Fast & simple JSONLines processor in C++ using boost::json

This example will parse a jsonlines file (a file with one JSON object per line) and print the name field of each object.

This code has not specifically been optimized for performance but rather as a trade-off between performance and readability.

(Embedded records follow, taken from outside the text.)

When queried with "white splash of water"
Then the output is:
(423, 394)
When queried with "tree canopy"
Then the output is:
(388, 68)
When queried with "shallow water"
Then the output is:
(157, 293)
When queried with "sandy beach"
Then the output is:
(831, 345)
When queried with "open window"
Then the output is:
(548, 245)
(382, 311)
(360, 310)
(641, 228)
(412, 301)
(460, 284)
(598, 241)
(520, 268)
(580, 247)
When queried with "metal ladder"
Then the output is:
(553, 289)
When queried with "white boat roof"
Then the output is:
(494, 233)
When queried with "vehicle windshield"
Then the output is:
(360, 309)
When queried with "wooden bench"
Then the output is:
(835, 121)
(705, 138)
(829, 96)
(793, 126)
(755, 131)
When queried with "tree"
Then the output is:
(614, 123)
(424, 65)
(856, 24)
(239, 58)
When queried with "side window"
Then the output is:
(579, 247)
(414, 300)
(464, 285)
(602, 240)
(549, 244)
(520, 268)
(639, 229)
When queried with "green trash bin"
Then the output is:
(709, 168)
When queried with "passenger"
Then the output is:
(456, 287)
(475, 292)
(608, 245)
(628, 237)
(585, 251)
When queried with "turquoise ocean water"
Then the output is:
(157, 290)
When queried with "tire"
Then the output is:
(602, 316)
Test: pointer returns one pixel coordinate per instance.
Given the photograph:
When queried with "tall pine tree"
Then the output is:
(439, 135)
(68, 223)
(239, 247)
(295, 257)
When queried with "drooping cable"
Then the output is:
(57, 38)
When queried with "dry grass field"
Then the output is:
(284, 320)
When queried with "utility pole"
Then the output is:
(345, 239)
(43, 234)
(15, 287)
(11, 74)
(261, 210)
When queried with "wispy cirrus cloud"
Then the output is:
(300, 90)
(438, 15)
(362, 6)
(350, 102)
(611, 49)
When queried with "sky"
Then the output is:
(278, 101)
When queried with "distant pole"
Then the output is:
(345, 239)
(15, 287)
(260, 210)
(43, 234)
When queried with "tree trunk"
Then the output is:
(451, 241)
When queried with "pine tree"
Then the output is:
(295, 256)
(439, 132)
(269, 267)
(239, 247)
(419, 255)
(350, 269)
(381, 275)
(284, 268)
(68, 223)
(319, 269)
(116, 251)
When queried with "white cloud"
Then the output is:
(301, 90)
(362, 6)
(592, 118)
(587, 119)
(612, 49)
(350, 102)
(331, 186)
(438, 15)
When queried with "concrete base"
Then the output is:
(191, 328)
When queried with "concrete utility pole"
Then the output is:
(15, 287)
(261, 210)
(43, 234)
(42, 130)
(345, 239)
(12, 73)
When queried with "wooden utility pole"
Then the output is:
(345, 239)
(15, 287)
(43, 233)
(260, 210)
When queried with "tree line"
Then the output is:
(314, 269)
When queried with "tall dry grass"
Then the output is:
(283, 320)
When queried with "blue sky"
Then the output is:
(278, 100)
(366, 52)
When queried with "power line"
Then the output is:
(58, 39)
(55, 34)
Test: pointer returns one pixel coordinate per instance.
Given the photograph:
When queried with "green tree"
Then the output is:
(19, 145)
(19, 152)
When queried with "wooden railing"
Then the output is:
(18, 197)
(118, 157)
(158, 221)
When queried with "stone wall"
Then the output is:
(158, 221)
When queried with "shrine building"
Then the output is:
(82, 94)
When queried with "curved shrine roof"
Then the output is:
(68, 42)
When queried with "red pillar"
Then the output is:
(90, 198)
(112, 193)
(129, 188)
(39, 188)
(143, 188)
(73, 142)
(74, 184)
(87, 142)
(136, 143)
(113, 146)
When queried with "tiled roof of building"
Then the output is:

It should be fast enough for most use cases.

#include <iostream>
#include <fstream>
#include <string>
#include <boost/json.hpp>

class JSONLineProcessor {
public:
    JSONLineProcessor(const std::string& filename) : file(filename) {
        if (!file.is_open()) {
            throw std::runtime_error("Error: Could not open file.");
        }
    }

    void process_lines() {
        std::string line;
        while (std::getline(file, line)) {
            process_line(line);
        }
    }

private:
    std::ifstream file;

    void process_line(const std::string& line) {
        try {
            // Parse the JSON line
            boost::json::value json_value = boost::json::parse(line);

            // Check if it's a JSON object
            if (json_value.is_object()) {
                process_json(json_value.as_object());
            } else {
                std::cerr << "Error: Parsed value is not a JSON object." << std::endl;
            }
        } catch (const boost::json::system_error& e) {
            // Handle parsing errors
            std::cerr << "Error parsing JSON line: " << e.what() << std::endl;
        }
    }

    void process_json(const boost::json::object& obj) {
        // For the sake of example, just print the json["timestamp"] value
        auto _timestamp = obj.at("timestamp");
        if (_timestamp.is_double()) {
            double timestamp = obj.at("timestamp").as_double();

            std::cout << obj.at("timestamp").as_double() << std::endl;
        }
    }
};

int main(int argc, char** argv) {
    if(argc <= 1) {
        std::cerr << "Usage: " << argv[0] << std::endl;
        return 1;
    }

    try {
        JSONLineProcessor processor(argv[1]);
        processor.process_lines();
    } catch (const std::exception& e) {
        std::cerr << e.what() << std::endl;
        return 1;
    }

    return 0;
}

How to compile

g++ -O3 -std=c++17 -lboost_json -o jsonlines_processor jsonlines_processor.cpp

Performance

Compiling with

g++ -march=native -O2 -std=gnu++17 -lboost_json -o jsonlines_processor jsonlines_processor.cpp

and running with

time ./jsonlines_processor filename.jsonlines > /dev/null

on a 4.5GB jsonlines file with 4442720 (4.4M) lines takes 36.4 seconds (best of 3 runs), yielding a throughput of 123.6 MB/s and 122k JSON lines per second on my Intel(R) Core(TM) i7-6700 CPU @ 3.40GHz.